Tuesday, March 21, 2017

Values binding family together

My children left very early for their higher education and on every visit, I would see a change in them. From a young child, I saw them grow into young individuals capable of deciding things for themselves. The though in the early phases shocked me and then on introspection I discovered that was'nt I always telling me children to pursue their dreams? take a career of their choice? and now when they are in a position to do that, I feel dejected. I thought they were drifting away from me. There may be more mothers like me who feel the same.
It can be the most depressing time in a mother's life when she starts to realize that her children are trying to ignore her, answer back at her and deciding what they want to do.

To a certain extent this change is very natural and in today's times, have'nt we been encouraging them to make decisions? Making decisions is definitely a postive development but the choice of making the right decision is important and that is where we as parents play a very major role. Let me start by talking about family values and the environment in family. Why? because family is the first contact with world a child gets, its also his first school.

Do the parents have respect for each other?
We are all individuals with a different personality and agreeing to each other is not easy but when it comes to the children then yes, they need to have a common say. Most of the times we notice that the parents might make contradictory statements. Remember, children are smart and they like to take advantage of whoever yields to their wishes. Yielding to their unreasonable demands is no love, they know that as well. On the contrary you are spoiling them.
I have seen parents looking down at their spouses or making fun of one parent with their children. There is a difference in making fun or ridiculing a parent and enjoying the laughter together.

The parents should try making a habit of deciding together. This I repeat is very important for once the children know that the parents consult each other and decide, not only does the respect for parents increase but couples also come close to each other.

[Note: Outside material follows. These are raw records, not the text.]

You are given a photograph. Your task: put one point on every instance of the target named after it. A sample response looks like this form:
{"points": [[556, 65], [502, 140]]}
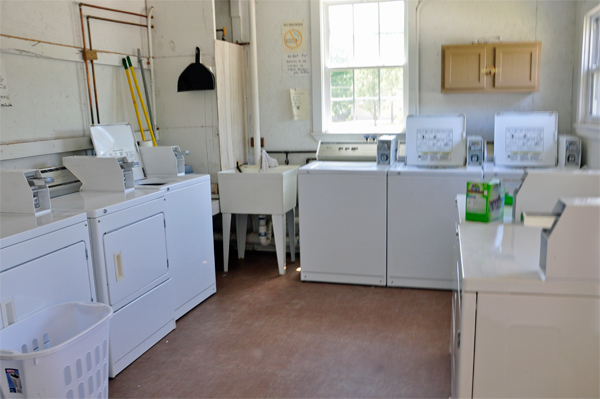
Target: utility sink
{"points": [[255, 192], [264, 193]]}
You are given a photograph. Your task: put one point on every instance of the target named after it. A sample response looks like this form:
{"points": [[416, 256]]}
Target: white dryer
{"points": [[45, 254], [422, 223], [421, 201], [342, 212], [190, 242], [129, 248]]}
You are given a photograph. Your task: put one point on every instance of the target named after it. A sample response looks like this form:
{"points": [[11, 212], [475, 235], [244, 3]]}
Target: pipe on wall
{"points": [[254, 82]]}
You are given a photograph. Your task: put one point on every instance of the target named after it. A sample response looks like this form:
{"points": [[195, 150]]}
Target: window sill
{"points": [[587, 130]]}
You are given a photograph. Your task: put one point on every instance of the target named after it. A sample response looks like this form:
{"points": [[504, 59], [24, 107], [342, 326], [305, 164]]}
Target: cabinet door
{"points": [[464, 67], [518, 66]]}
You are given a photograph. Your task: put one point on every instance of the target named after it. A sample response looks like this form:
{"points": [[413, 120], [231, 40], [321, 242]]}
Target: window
{"points": [[590, 102], [363, 66]]}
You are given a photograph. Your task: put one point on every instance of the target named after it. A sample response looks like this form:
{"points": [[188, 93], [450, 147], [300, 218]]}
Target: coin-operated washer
{"points": [[526, 311], [45, 253], [421, 230], [190, 241], [129, 252]]}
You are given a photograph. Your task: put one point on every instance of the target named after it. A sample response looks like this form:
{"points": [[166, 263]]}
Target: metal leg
{"points": [[241, 225], [279, 233], [226, 233], [291, 222]]}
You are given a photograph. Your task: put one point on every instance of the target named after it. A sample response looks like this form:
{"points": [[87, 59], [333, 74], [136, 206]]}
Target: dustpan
{"points": [[196, 77]]}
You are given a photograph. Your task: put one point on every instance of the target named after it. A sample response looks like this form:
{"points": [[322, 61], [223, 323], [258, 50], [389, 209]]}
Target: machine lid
{"points": [[96, 203], [18, 227], [474, 171], [118, 140]]}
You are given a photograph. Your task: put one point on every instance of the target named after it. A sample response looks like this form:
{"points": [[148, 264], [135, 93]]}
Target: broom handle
{"points": [[141, 101], [137, 114]]}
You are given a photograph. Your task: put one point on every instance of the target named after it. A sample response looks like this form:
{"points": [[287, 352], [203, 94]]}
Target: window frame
{"points": [[322, 118], [586, 90]]}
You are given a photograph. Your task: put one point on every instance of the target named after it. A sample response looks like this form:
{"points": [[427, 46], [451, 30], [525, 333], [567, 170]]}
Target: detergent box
{"points": [[485, 201]]}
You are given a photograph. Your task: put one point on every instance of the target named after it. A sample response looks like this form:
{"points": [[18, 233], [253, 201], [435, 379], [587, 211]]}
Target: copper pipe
{"points": [[87, 72], [40, 41], [93, 72], [111, 9], [117, 21]]}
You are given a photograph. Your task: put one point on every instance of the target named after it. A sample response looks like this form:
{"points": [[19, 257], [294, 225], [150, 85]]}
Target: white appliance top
{"points": [[18, 227], [117, 141], [526, 139], [97, 204], [504, 258], [344, 168], [436, 140], [475, 171], [491, 170], [173, 182]]}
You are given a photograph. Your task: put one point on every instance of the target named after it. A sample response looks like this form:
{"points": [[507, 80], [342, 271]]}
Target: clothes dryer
{"points": [[129, 251], [45, 255], [189, 229], [342, 212]]}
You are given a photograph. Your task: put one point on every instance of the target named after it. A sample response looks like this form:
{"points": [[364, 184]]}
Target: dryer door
{"points": [[136, 259]]}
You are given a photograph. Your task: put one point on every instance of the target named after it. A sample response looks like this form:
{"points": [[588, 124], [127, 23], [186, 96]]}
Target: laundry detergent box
{"points": [[485, 201]]}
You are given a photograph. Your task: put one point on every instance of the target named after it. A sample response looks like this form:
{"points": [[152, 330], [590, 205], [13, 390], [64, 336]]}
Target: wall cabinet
{"points": [[497, 67]]}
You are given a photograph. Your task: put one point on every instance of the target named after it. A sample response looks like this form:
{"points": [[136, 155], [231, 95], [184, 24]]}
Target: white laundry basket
{"points": [[58, 352]]}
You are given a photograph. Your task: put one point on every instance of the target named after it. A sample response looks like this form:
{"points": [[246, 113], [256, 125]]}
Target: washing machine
{"points": [[129, 253], [342, 215], [190, 241], [526, 307], [45, 254], [421, 201]]}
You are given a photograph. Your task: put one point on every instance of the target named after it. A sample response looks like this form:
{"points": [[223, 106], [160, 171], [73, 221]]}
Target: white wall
{"points": [[47, 83], [442, 22], [277, 126], [455, 22]]}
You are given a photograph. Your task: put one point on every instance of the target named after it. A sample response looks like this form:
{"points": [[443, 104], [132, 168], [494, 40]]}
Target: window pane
{"points": [[366, 34], [391, 96], [595, 43], [342, 96], [595, 100], [392, 32], [367, 95], [340, 34]]}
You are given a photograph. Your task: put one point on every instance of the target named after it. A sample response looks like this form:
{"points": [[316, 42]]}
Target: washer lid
{"points": [[118, 140], [344, 168]]}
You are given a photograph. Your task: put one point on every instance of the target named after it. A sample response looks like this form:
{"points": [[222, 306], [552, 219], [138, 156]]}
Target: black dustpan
{"points": [[196, 77]]}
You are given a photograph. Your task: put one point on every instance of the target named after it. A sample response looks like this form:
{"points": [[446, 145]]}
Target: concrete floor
{"points": [[265, 335]]}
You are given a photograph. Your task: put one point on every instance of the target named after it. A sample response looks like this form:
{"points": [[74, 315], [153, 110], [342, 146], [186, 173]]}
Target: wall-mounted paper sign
{"points": [[299, 103], [293, 37], [295, 64], [4, 96]]}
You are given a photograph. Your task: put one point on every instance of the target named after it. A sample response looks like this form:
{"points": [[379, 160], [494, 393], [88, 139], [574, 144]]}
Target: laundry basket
{"points": [[58, 352]]}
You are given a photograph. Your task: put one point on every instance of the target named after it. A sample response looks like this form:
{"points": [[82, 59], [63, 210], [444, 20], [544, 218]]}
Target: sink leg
{"points": [[241, 225], [226, 232], [291, 222], [279, 233]]}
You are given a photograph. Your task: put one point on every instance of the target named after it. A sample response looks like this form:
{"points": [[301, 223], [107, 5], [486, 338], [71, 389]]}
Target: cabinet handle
{"points": [[489, 71]]}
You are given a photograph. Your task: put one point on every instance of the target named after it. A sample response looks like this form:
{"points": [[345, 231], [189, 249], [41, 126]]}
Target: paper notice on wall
{"points": [[295, 64], [4, 96], [293, 37], [299, 103]]}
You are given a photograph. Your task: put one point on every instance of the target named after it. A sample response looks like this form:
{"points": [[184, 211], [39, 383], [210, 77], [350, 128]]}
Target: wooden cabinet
{"points": [[496, 67]]}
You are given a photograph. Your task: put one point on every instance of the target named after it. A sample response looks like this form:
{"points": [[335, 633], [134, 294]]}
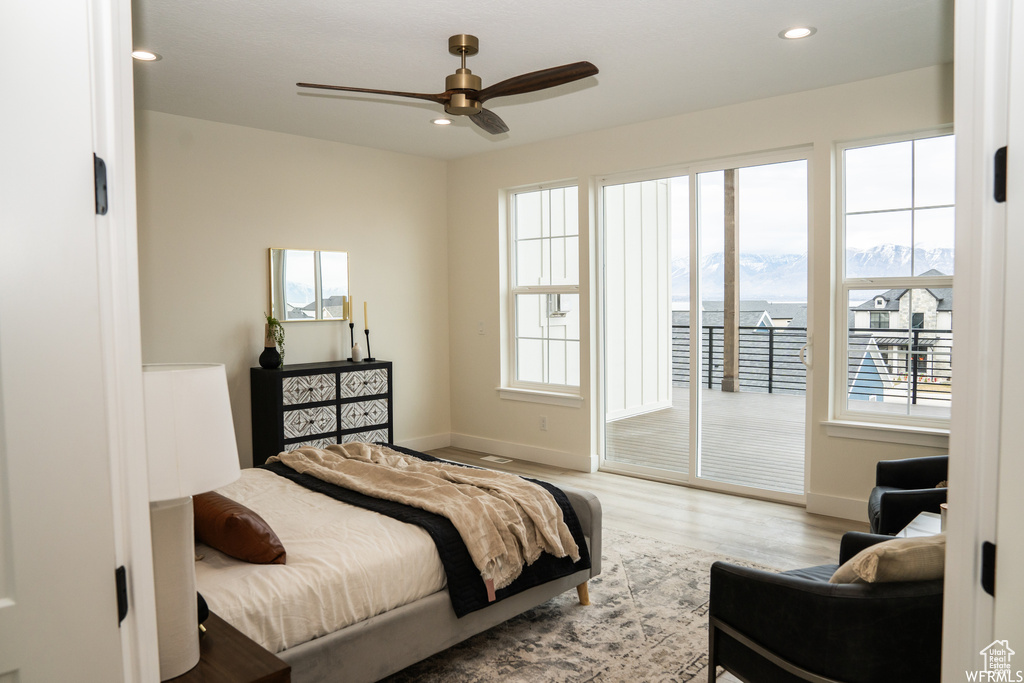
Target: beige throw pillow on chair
{"points": [[919, 558]]}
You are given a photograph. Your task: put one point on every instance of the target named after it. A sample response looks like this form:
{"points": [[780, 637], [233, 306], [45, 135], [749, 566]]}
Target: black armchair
{"points": [[903, 488], [795, 626]]}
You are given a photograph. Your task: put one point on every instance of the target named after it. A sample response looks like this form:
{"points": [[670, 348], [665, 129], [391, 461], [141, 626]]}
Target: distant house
{"points": [[905, 335], [334, 307], [924, 308]]}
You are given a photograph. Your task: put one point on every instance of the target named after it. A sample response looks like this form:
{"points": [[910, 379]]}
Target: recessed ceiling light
{"points": [[797, 32]]}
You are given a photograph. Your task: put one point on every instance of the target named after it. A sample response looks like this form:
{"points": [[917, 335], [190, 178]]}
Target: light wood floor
{"points": [[778, 536]]}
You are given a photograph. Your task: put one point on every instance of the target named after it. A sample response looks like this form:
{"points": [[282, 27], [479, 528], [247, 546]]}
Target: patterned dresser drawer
{"points": [[320, 403], [367, 437], [308, 388], [364, 383], [312, 443], [364, 414], [310, 421]]}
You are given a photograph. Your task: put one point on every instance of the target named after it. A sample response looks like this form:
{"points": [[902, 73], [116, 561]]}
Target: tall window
{"points": [[545, 289], [897, 242]]}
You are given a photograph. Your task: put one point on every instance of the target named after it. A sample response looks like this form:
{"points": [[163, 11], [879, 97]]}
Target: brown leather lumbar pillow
{"points": [[235, 529]]}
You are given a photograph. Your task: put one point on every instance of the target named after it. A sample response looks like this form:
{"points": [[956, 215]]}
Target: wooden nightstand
{"points": [[227, 655]]}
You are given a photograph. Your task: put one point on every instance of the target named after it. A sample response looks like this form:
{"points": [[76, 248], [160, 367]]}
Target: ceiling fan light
{"points": [[798, 32]]}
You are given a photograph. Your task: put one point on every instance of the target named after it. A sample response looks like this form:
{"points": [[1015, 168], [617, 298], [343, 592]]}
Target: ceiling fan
{"points": [[463, 94]]}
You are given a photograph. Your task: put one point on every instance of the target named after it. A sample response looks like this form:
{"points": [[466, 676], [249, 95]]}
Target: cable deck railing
{"points": [[891, 365]]}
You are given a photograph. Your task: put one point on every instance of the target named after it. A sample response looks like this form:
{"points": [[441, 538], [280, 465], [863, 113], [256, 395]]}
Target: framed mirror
{"points": [[307, 285]]}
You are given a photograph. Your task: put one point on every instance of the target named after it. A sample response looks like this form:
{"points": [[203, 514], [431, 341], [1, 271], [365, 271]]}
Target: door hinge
{"points": [[99, 174], [999, 177], [121, 580], [988, 567]]}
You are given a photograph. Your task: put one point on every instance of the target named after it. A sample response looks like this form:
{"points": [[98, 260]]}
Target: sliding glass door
{"points": [[705, 312]]}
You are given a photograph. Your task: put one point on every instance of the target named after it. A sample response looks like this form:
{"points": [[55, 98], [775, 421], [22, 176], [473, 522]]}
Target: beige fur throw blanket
{"points": [[504, 520]]}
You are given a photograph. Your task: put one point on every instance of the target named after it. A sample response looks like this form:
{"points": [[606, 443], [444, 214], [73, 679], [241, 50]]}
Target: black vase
{"points": [[269, 358]]}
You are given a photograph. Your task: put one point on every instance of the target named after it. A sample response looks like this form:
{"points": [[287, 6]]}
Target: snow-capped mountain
{"points": [[783, 278]]}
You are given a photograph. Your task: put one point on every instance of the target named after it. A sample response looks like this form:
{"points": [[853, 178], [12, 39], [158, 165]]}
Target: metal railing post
{"points": [[711, 356], [914, 347]]}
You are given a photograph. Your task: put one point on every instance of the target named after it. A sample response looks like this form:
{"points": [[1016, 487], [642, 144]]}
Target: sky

Never oppose your spouse's decision in front of your children
Am I presenting this picture of your home? No matter how wrong your spouse may be, side with her/him in front of your children. If she has said no for something never say "you are wrong and I see no reason why they should not be doing this". This would confuse the child, who is right mother or father? Who should I go to if I need anything?
Maybe, signal each other to talk and if you have a good rapport then you would both understand. Talk to each other and arrive at a decision. If by this time you have realised that you were wrong, go to children and tell them that you think they were right.

Be in close contact with children
It may seem to be a boring idea but family bonding does not happen in a day, It takes whole parenthood to do so. Interacting with them as to what happened in school, their friends, what do they talk about all this will give you an idea as to what your child is thinking and which direction is he going especially during the pre-adolescent and adolescent phase. If you sense he is treading on a wrong path, this is the time to talk and check him. Even if you are working you can remotely be in touch with him. Thanks for technology now, we are 24 x7 online, not thinking how impossible it is now to evade anyone!
Physical closeness leads to security within a child. A child wants nothing than a warm hug from parents. I sometimes wonder why fathers are portrayed as those who cannot show their feelings. This is such a stereostyped character we represent of a father.If a mother can cry or feel sad at the time of their children's departure, why can't a father give a warm hug to his child and say that he misses him? Your child will definitely like that I can assure you.

You are your child's first teacher
Instill faith in your child. Talk to him even if the topic may be too embarassing for you to handle. But one of you should talk to children about the changes both physical and emotional they would be undergoing as they grow up. All this would depend on the social norms you have. Some places may have a tabboo on certain things and some may be too relaxed. Tell them that no question or querry is funny or embarassing and since it a biological fact, deal with it in a positve manner. If you don't tell your child he will go out and find out from his friends and they might get distorted facts.

The money is ours
Imagine a little child being told that the parents earn and they have the say to whatever is bought in the house. Make the child feel that whatever money is earned by parents is his as well. This gives him the feeling of owning that money. Sit together and talk over any unreasonable demand made by your child. We cannot always give him everything. Don't we ever come to terms of not able to buy things at times?

Be honest with them
I shall be writing a separate post on to what extent should parents be honest with their children. But, for now I shall just say that always be honest with your children. It hardly matters what issues there may be but children percieve dishonesty and know when you are hiding something or are lying to them.

Proper guidance from the very beginning
It is not a one day task, regularly monitoring their activities is not easy. You need to decide when to tighten the control and when to losen it. Giving freedom also is important but how much is to be decided by both parents and children.

Same rules apply
Many a times there are separate rules laid out for a girl and a boy. If you have decided on a rule with your daughter go and do the same with son. Differentiating between a boy and a girl is just not acceptable by any child. I shall also write about sibbling rivalry separately.

Parenting is fun but comes with a lot of responsibility. Parents need to understand that children have their own identity, personality. They are mere caretakers helping to nuture their inherent talents and traits. They are not modelling clay to be moulded into a person we want them to be.